[mlir][gpu] Use `known_block_size` to set `maxntid` for NVVM target #77301

grypp · 2024-01-08T12:45:38Z

Setting thread block size with maxntid on the kernel has great performance benefits. In this way, downstream PTX compiler can do better register allocation.

MLIR's gpu.launch and gpu.launch_func already has an attribute (known_block_size) that keeps the thread block size when it is known. This PR simply uses this attribute to set maxntid.

Setting thread block size with `maxntid` on the kernel has great performance benefits. In this way, downstream PTX compiler can do better register allocation. MLIR's `gpu.launch` and `gpu.launch_func` already has an attribute (`known_block_size`) that keeps the thread block size when it is known. This PR simply uses this attribute to set `maxntid`.
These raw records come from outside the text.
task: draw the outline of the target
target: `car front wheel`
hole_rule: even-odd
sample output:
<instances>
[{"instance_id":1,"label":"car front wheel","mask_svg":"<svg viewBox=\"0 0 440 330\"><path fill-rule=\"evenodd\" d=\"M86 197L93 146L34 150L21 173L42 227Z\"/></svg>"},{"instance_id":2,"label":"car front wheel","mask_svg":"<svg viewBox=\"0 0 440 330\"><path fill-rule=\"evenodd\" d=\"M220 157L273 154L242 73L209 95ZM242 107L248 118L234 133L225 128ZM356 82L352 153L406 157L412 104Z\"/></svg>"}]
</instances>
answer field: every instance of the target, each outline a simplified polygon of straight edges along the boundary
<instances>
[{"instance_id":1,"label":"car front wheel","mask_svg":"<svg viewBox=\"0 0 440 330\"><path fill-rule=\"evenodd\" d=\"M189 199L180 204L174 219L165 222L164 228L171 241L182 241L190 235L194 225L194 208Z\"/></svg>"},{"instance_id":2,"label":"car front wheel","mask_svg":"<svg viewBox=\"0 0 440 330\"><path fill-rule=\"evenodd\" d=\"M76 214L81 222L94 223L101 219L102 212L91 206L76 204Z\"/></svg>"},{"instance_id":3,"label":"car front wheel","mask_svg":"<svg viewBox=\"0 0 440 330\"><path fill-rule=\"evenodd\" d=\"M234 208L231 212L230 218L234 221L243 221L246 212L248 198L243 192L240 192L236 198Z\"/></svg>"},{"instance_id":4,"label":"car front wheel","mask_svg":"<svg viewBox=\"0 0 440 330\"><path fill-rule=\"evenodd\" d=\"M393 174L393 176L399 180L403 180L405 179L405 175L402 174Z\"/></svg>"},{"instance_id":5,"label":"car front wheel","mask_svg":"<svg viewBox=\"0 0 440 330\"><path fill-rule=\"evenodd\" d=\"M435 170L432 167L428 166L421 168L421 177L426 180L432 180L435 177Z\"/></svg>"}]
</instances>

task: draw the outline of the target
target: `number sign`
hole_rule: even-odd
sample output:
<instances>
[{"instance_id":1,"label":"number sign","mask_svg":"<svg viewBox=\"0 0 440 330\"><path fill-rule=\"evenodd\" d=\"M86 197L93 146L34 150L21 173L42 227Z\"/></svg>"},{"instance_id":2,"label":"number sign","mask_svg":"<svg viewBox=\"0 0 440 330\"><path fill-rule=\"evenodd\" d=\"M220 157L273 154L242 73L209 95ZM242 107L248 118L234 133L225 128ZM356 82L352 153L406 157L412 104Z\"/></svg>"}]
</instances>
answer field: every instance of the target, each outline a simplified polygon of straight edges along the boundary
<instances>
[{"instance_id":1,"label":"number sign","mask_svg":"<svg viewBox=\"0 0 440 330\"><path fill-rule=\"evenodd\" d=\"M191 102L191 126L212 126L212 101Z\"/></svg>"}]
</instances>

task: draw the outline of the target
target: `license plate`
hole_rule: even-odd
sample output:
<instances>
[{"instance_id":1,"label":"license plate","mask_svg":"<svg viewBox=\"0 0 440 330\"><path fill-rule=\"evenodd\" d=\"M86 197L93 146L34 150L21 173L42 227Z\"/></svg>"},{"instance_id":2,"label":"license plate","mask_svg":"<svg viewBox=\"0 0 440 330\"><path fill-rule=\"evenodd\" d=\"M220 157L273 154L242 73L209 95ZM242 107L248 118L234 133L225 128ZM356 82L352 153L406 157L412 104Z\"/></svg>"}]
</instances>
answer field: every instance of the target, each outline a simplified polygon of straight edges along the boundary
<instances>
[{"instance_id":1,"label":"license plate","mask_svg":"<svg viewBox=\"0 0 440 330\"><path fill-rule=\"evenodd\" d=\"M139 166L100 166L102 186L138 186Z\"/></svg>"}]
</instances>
llvmbot · 2024-01-08T12:46:07Z

@llvm/pr-subscribers-mlir-gpu

Author: Guray Ozen (grypp)

Changes

Setting thread block size with maxntid on the kernel has great performance benefits. In this way, downstream PTX compiler can do better register allocation.

MLIR's gpu.launch and gpu.launch_func already has an attribute (known_block_size) that keeps the thread block size when it is known. This PR simply uses this attribute to set maxntid.

Full diff: https://github.com/llvm/llvm-project/pull/77301.diff

4 Files Affected:

(modified) mlir/lib/Conversion/GPUCommon/GPUOpsLowering.cpp (+19-1)
(modified) mlir/lib/Conversion/GPUCommon/GPUOpsLowering.h (+9-4)
(modified) mlir/lib/Conversion/GPUToNVVM/LowerGpuOpsToNVVMOps.cpp (+3-1)
(modified) mlir/test/Conversion/GPUToNVVM/gpu-to-nvvm.mlir (+9)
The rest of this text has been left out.